Hours after the draw in which Haifa pulled Liverpool out of the hat, the English side announced it was unwilling to play in Israel

Liverpool has already begun unofficial contacts with UEFA and plans to issue an official protest demanding the match be switched to a neutral venue.

"We are very concerned," Liverpool's chief executive Rick Parry added. "We will be making our feelings known to UEFA and it is hard to see the conflict being resolved over the next couple of weeks. Our feeling is that the second leg should be played at a neutral venue... Obviously, Maccabi wants to play in Israel. That's understandable. But we have to be conscious of any risk to players or supporters."

Liverpool manager Rafa Benitez said he was appalled at the prospect of the staff having to travel to Israel at a time when the country is involved in military action.

"There is no way we should be going to Israel to play a game of football at this time.
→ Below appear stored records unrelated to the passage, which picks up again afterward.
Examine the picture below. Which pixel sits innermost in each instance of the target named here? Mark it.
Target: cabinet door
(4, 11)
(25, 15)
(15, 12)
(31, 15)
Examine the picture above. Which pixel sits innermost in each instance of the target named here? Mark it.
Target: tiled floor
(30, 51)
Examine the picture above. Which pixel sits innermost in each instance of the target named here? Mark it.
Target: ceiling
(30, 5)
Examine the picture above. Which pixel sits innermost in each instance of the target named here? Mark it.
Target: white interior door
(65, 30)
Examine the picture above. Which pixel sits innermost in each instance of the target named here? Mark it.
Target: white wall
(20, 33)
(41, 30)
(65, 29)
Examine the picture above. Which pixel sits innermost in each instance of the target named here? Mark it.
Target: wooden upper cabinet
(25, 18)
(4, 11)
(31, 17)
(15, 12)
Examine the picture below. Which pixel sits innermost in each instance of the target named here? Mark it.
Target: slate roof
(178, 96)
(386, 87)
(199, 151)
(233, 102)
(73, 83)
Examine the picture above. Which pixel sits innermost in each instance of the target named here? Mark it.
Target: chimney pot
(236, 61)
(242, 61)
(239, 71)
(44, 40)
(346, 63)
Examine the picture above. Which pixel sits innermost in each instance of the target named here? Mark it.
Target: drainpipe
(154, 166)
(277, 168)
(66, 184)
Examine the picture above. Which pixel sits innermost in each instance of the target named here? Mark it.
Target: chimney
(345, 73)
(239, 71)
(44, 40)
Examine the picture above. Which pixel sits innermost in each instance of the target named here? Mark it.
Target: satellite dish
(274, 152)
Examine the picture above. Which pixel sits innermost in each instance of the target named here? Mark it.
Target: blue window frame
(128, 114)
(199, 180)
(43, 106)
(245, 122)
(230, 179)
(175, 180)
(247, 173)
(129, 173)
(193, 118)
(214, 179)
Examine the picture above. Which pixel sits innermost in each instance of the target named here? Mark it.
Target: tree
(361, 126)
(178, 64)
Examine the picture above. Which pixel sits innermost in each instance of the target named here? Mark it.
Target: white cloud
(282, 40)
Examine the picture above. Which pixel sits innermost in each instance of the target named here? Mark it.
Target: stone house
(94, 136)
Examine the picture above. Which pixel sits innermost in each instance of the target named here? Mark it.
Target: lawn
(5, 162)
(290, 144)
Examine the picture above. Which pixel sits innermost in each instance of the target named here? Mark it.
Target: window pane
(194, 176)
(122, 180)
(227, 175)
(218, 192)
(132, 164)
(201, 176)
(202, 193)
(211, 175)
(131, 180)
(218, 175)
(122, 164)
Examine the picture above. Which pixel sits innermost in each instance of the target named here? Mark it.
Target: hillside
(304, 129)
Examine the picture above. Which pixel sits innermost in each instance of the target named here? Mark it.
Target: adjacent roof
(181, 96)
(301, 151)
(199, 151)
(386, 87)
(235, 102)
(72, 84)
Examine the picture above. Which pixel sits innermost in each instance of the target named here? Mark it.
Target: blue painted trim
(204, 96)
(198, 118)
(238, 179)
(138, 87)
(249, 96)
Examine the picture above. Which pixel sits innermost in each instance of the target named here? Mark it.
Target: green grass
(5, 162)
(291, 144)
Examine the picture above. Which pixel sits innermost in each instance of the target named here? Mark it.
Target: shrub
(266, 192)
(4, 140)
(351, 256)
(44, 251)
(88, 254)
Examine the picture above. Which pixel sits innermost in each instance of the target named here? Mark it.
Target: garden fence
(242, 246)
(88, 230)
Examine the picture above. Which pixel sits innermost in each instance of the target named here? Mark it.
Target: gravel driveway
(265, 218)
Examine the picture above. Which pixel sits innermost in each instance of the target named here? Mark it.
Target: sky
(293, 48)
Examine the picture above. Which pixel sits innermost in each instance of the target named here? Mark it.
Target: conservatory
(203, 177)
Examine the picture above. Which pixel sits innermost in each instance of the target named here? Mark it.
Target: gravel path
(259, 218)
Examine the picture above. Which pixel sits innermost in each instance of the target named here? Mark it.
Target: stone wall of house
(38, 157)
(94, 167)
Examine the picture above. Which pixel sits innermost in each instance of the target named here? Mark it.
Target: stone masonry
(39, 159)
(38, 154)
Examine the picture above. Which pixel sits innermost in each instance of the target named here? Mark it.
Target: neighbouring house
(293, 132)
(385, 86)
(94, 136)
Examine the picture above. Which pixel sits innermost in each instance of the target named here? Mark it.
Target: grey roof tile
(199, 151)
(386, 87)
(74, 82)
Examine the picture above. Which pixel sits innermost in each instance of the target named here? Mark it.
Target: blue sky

It's crazy to even consider it. UEFA cannot put anyone at risk," he told Liverpool's Web site.

The first leg is set for Anfield on August 8 or 9 with Haifa at home, hosting in Tel Aviv, in the second on either August 22 or 23.

Benitez added: "I feel sad for the people over there at the moment because it's a terrible time for them but we have to put the security and safety of everyone involved before anything else and that means we cannot travel there. It would be impossible to concentrate on the game.

Les Lawson, a spokesman for Liverpool's supporters club said: "Liverpool should not even be considering going there. Security can not be ensured anywhere in Israel 100 percent and certainly not now."

UEFA spokesman Rob Faulkner said the situation was being closely monitored and a decision would be taken nearer the time.

"The situation is changing daily," Faulkner said. "We do have a little bit of time. The key to this is the safety and security of players, fans and officials, so we wouldn't make that decision without having those 100 percent assurances, and that is information we are chasing at the moment."